Por lo que se refiere a la oración, esta es el termómetro que mide la calidad de nuestra relación con Dios. Para un cristiano, la oración es hacer latir nuestro corazón con el amor de Dios, y esto nos lleva a una relación personal única e intransferible, de corazón a corazón. Y no me refiero a las oraciones como textos, que pueden ser de ayuda, pero que no son lo que marca el sentido de la oración, porque la oración es relación, amistad, comunicación. Como decía santa Teresa de Jesús, es tratar de amistad con aquel que nos ama. Es escuchar a Dios, que nos habla en el corazón, a través de su Palabra contenida en la Biblia o a través de los acontecimientos de la vida, y hablarle con confianza. Es verdad que vamos bastante ajetreados y nos cuesta encontrar momentos para orar, pero son momentos indispensables para vivir como hijos de Dios. Si en las familias es importante dedicar tiempo a encontrarse y enriquecerse mutuamente en la escucha y la comunicación, más aún cuando esto se refiere a Dios.

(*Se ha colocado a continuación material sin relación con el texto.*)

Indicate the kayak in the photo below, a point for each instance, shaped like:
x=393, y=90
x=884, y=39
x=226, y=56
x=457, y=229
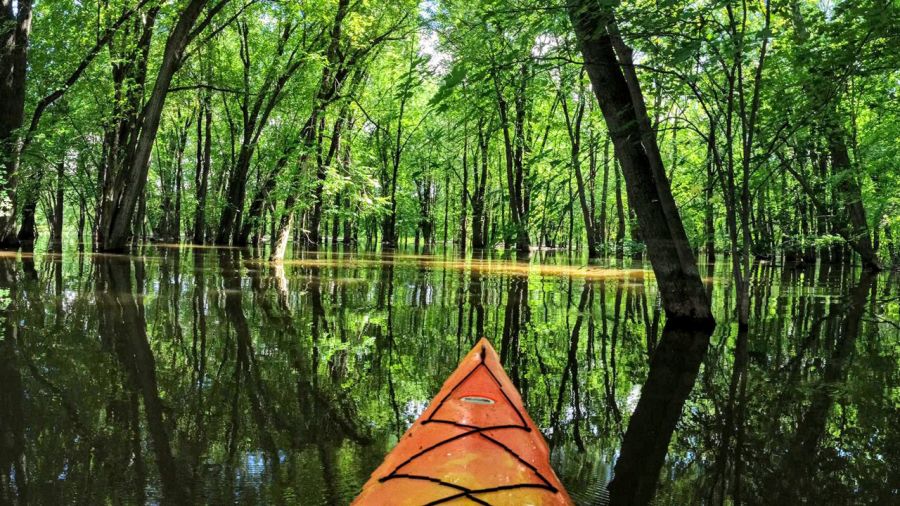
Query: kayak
x=474, y=444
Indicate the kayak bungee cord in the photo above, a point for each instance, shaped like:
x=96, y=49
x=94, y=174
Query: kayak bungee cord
x=466, y=462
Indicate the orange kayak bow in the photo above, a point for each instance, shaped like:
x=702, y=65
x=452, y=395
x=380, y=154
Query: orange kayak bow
x=475, y=444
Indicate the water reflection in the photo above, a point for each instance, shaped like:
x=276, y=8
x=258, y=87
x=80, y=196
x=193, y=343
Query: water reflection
x=207, y=376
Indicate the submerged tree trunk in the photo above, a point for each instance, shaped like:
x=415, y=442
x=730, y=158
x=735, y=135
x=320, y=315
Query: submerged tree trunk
x=621, y=102
x=15, y=28
x=479, y=219
x=201, y=174
x=28, y=230
x=56, y=221
x=123, y=187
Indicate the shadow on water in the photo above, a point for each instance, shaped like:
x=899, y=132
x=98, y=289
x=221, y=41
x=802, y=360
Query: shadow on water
x=207, y=376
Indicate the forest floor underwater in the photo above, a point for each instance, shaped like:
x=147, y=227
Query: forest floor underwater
x=213, y=376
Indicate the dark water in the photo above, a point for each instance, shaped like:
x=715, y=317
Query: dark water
x=205, y=376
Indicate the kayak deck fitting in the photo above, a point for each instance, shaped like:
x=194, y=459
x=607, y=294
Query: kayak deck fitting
x=475, y=444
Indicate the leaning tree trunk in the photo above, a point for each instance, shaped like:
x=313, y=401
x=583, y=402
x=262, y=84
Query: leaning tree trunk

Se nos habla también del ayuno, que de alguna forma mide la relación con nosotros mismos, con la capacidad de sacrificio y de mejorar en la calidad de nuestra vida cristiana. La Iglesia nos ayuda en este trabajo indicándonos días de ayuno y prácticas concretas. Pero creo que no nos serviría demasiado si solo lo hacemos como actos exteriores. El verdadero ayuno que Dios quiere pasa por una seria revisión personal para tomar conciencia de lo que nos dificulta vivir como hijos de Dios. En este sentido, sería bueno revisar nuestro ayuno y, en el tiempo actual que vivimos, el ayuno podría ser también sabernos privar de tantas distracciones, noticias, imágenes, mensajes, series, etc.

Y, en tercer lugar, la limosna, nuestra relación con los demás teniendo como referencia lo que nos ofrecen los evangelios de cómo actuaba y vivía Jesús. La calidad de nuestra relación con los demás debe medirse por los criterios evangélicos. La lectura de la Palabra de Dios nos ayuda a ser conscientes de si la forma en que nos relacionamos con los demás nos acerca o nos aleja de Dios, especialmente en la capacidad de sentirnos cercanos a los más necesitados, a los pobres, a los que sufren en medio de nuestro mundo; en la capacidad de compartir nuestros bienes y nuestra vida también. La limosna puede ser dinero, es verdad, pero también tiempo, interés, dedicación, apertura al otro, reconocimiento del otro como hermano que necesita también de mi presencia y acompañamiento.

Vivamos, pues, una Cuaresma que nos mejore como personas y como cristianos, una Cuaresma que nos centre en lo que es más importante en nuestra vida como hijos de Dios y a compartirla con los demás.